– Такими вещами не шутят!
– А я и не шучу. – Он бросил на Викки задумчивый взгляд, вокруг его глаз расползлись лукавые морщинки.
– Ладно, – осторожно сказала она. – А о чем еще ты со мной говоришь?
– Э-э-э… А еще я говорю тебе, что мне хочется тебя поцеловать.
Викки почувствовала, что краснеет.
– Ну и как? Тебе это мысленно удалось?
– Поцеловать тебя?
– Да.
– Удалось.
Наклонившись к Тому, Викки прижалась к его губам.
– Вот так, да? – с улыбкой спросила она.
Лучи солнца, пробивающиеся сквозь витражное окно, покрывали лицо Тома разноцветными геометрическими узорами, и Викки обнаружила, что, оказывается, целовала губы вишневого цвета.
Том притянул ее к себе, и на сей раз поцелуй длился так долго, насколько ему позволила перебинтованная челюсть.
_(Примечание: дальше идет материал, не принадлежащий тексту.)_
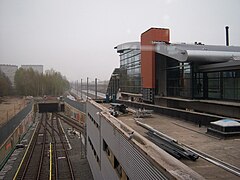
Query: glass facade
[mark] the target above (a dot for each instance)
(130, 71)
(178, 79)
(223, 85)
(184, 80)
– Типа того, – кивнул Том, и Викки рассмеялась, чуть смущенно и одновременно радостно.
– Я не хотела причинить тебе боль. – Викки заглянула ему в глаза и увидела, что он тоже счастлив, впрочем теперь, когда они так быстро пересекли черту, она толком не понимала, как вести себя дальше. Ведь как-никак Том еще не поправился.
– Я могу со дня на день вернуться в Париж, – сбивчиво произнесла она.
– Что?
– Маман считает, для нас лучше всего будет покинуть страну. Подальше от Патриса, который может вернуться. У меня постдипломное обучение в институте моды, где меня уже ждут. Я забыла отправить туда подтверждающие документы, поэтому они хотят видеть меня лично, чтобы заново оценить мою готовность пройти стажировку.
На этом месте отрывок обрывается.